Three years ago, the Government of Peru embarked on a school feeding impact evaluation of its Qali Warma programme. This journey presents a good practice example of how national evaluation capacity can be built through technical advice to a country-led evaluation.
Peru’s flagship social protection programme, Qali Warma, which means ‘vigorous child’ from the indigenous languages Quechua, provides nutritious food to more than 4-million children each year.
Building on a need for better evidence, the M&E unit of Peru’s Ministry of Development and Social Inclusion led an impact evaluation of the programme to assess the extent to which the programme improved the cognitive processes, nutritional status, calorie intake, and school attendance of primary school students.
UNDP commissioned the evaluation to Pacific University in 2018/2019, while WFP provided technical advice, playing the role of an enabler, knowledge broker and facilitator of joint work between an international pool of experts and the Peruvian Government. This included collaboration across three layers within WFP: the Peru Country Office, the Regional Bureau Panama, and the Office of Evaluation.
Strengthened capacity and new evidence for school feeding in Latin America
According to feedback received from the M&E unit in the Ministry, the evaluation contributed to new evidence that increased the understanding about school feeding programmes in Latin American contexts. The results of the study are also feeding into a redesign of the Qali Warma Programme.
Enrique Velásquez, the director of monitoring and evaluation at the ministry (MIDIS) says country-led evaluations in Peru are relevant in the design and implementation of public policies: “Evaluations of programmes and projects led by the Peru government, aligned with the Sustainable Development Goals, have been used to close the knowledge gaps and generate evidence about the best effective and scalable interventions and its impact. Additionally, they contribute to better efficiency, better use of the resources available, increase fund allocation and strengthen the efforts of the government to reach country development targets in the framework of the SDGs.”
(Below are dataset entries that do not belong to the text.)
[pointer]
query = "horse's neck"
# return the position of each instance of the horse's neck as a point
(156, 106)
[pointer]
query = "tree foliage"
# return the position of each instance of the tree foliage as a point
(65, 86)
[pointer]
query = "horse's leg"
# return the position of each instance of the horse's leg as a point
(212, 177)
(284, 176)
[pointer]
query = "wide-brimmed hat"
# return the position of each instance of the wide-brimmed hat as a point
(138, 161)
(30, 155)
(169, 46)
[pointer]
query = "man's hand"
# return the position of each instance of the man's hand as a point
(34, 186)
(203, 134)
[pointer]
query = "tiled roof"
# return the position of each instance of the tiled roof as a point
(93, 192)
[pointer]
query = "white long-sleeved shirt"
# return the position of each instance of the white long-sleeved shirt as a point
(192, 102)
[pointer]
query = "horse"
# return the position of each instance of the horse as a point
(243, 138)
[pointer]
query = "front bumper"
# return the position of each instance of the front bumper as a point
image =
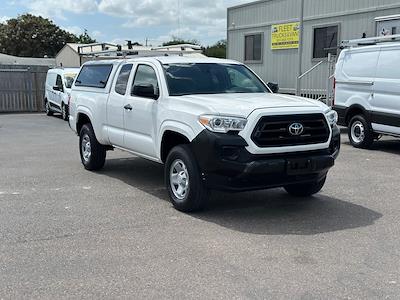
(225, 163)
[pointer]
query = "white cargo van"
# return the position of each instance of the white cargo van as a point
(367, 92)
(58, 89)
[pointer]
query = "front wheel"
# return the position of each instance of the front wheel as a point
(93, 154)
(360, 132)
(305, 189)
(183, 180)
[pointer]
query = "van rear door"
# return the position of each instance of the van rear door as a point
(355, 77)
(385, 103)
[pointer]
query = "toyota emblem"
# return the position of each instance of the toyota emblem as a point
(296, 129)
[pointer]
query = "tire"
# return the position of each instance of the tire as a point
(305, 189)
(93, 154)
(49, 112)
(360, 132)
(182, 171)
(64, 112)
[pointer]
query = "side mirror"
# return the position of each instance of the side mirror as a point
(146, 91)
(274, 87)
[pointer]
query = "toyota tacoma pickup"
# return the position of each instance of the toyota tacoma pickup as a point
(213, 123)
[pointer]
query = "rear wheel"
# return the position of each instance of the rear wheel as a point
(305, 189)
(184, 184)
(47, 107)
(64, 111)
(93, 154)
(360, 132)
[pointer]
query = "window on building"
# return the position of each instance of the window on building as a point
(253, 48)
(325, 41)
(122, 80)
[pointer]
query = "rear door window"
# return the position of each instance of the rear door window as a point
(59, 82)
(94, 76)
(122, 80)
(360, 64)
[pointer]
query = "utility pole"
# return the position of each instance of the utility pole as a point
(301, 36)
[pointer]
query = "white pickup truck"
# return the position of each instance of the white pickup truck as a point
(213, 123)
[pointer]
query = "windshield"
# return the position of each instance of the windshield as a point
(211, 78)
(69, 79)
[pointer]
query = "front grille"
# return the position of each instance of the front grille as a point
(273, 131)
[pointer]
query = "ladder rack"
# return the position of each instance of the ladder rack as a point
(370, 41)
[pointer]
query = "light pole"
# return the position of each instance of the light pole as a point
(301, 36)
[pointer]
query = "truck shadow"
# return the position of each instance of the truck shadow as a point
(270, 212)
(388, 146)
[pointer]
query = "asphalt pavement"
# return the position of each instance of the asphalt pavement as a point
(69, 233)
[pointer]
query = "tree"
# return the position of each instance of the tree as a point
(217, 50)
(34, 36)
(177, 41)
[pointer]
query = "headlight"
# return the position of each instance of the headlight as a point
(332, 117)
(222, 124)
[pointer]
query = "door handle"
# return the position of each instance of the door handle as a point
(128, 107)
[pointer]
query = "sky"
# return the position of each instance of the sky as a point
(137, 20)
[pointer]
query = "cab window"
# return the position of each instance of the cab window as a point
(122, 80)
(145, 77)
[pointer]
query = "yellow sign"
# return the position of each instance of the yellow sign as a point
(285, 36)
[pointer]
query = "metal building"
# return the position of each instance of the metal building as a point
(265, 35)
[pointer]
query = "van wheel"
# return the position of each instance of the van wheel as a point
(305, 189)
(64, 112)
(47, 107)
(182, 178)
(93, 154)
(360, 132)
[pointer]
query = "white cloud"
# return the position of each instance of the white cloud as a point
(3, 19)
(204, 20)
(73, 29)
(55, 8)
(97, 34)
(190, 19)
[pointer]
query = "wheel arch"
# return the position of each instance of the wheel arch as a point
(356, 109)
(173, 132)
(169, 140)
(82, 118)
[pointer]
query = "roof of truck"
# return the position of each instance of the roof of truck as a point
(173, 59)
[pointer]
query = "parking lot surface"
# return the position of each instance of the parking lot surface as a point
(69, 233)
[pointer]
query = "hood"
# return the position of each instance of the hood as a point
(244, 104)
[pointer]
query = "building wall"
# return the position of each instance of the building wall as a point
(68, 58)
(353, 16)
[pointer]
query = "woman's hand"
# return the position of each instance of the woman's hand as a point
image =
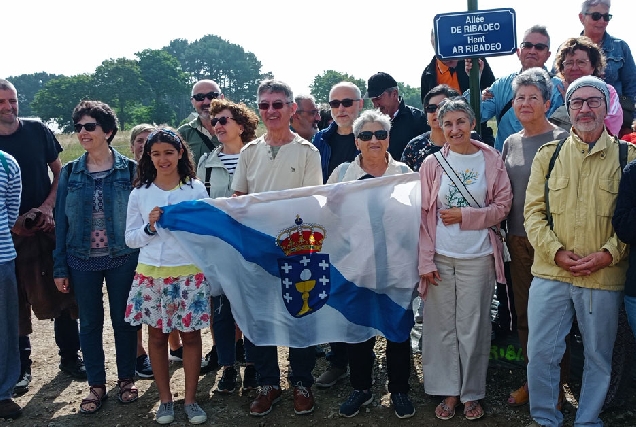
(153, 217)
(451, 216)
(62, 285)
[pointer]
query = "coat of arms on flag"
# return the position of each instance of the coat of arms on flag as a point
(304, 273)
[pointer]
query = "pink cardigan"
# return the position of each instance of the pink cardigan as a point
(498, 201)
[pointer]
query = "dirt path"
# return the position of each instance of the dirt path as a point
(54, 397)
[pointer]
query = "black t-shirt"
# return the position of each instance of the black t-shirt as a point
(343, 149)
(34, 146)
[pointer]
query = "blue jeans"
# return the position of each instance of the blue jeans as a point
(630, 308)
(225, 333)
(301, 362)
(551, 308)
(88, 291)
(9, 354)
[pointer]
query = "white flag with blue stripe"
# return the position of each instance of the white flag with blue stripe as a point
(332, 263)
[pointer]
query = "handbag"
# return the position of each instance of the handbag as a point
(450, 172)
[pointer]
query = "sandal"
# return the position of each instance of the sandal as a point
(449, 411)
(475, 407)
(127, 385)
(519, 397)
(97, 400)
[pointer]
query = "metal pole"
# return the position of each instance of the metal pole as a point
(475, 91)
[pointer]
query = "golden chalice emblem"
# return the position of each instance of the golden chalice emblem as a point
(304, 288)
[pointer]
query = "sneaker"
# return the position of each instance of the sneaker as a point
(176, 355)
(249, 379)
(356, 400)
(240, 351)
(9, 409)
(267, 396)
(402, 405)
(143, 369)
(227, 384)
(330, 377)
(165, 413)
(195, 414)
(210, 362)
(22, 386)
(74, 367)
(303, 400)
According to Mr Velásquez, the process strengthened their staff’s evaluation management capacity by working together with international experts who contributed expertise from other evaluations and contexts. “Impact evaluation must guarantee impartiality and objectivity. The support and technical assistance of international agencies like WFP in nutrition has been a key element to achieve a high-quality impact evaluation on national school feeding in Peru”.
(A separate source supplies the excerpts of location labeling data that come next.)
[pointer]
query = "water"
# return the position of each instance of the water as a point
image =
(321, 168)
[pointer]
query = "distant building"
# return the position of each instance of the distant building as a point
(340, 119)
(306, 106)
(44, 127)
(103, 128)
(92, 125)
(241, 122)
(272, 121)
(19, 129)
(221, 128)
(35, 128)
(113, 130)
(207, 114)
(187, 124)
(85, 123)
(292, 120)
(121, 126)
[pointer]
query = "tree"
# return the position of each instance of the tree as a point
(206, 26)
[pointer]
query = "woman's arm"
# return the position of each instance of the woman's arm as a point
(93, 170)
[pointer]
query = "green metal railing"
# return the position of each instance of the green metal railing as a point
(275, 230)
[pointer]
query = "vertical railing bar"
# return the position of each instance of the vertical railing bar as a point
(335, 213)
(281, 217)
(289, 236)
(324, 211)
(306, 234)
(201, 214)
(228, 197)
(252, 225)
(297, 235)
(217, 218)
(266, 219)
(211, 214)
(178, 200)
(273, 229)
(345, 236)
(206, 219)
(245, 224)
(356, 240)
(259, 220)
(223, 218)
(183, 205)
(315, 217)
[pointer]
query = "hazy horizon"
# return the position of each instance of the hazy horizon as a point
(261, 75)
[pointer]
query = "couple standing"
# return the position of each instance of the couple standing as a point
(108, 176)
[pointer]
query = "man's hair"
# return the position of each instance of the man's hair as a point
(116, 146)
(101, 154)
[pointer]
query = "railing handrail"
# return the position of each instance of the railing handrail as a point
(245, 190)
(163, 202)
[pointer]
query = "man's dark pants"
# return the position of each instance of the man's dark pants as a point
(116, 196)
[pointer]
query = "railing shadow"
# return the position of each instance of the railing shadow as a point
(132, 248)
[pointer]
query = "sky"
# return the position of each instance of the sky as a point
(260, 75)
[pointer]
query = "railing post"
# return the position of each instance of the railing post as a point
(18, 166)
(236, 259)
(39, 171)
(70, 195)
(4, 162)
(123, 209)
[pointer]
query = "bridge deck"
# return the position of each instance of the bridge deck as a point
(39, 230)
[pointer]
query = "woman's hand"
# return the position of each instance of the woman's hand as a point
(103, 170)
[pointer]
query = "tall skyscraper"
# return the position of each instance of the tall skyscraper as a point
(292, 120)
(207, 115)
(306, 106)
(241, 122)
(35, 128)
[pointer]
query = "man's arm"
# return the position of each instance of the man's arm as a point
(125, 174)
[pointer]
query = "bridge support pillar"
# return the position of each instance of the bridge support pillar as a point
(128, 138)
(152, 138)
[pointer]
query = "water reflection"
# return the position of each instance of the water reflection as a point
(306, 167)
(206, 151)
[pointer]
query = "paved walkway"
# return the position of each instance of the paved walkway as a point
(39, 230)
The success of the evaluation resulted in a stronger partnership between WFP and the Ministry of Development and Social Inclusion that could be replicated in other contexts and by other international agencies, permitted that the below lessons are considered.
1. Government leadership – the golden rule
Firstly, the evaluation should be truly country-led in the sense that it is part of government policy and the government itself is the main driving force behind the evaluation as well as its main user. If a government has full ownership over the process, it increases the influence of evaluation evidence on policy-making.
2. Time is of the essence
The case of Qali Warma has demonstrated that timing is crucial for engaging in a country-led evaluation. Agencies that provide technical advice must be involved very early on in the process when the evaluation is in its planning stage and its scope, approach and methodology are still being defined.
This is even more relevant in the case of an impact evaluation, which requires planning ideally at the time when the intervention is being designed to allow for an experimental or at least quasi-experimental design.
3. Role clarification ironed out
An effective evaluation requires that all stakeholders fully understand their respective roles in the process.
WFP’s experience in Peru has demonstrated the importance of clearly specifying the roles and responsibilities of key stakeholders in the Terms of Reference for the evaluation. This can help ensure continuity throughout the entire process even if government representatives change over time.
4. Sharing the ingredients to bake the cake
To be of good quality, an evaluation requires an appropriate budget. If resources are insufficient, the initiative is likely to fail.
Consider the resources required to complete an evaluation, by using the analogy of baking a cake. All stakeholders should contribute some ingredients to the baking process – whether this is skills, local context and understanding, or financial resources.
Ideally, the government should make a contribution to the evaluation budget to guarantee the necessary ownership.
5. A focus on local evaluation expertise & knowledge
When providing advice to a country-led evaluation, agencies must have relevant technical expertise at Country Office level. This then has to be further backed up by the Regional Bureau and headquarters. At the same time, the government on its part should have sufficient capacity to commission the evaluation and to implement the recommendations.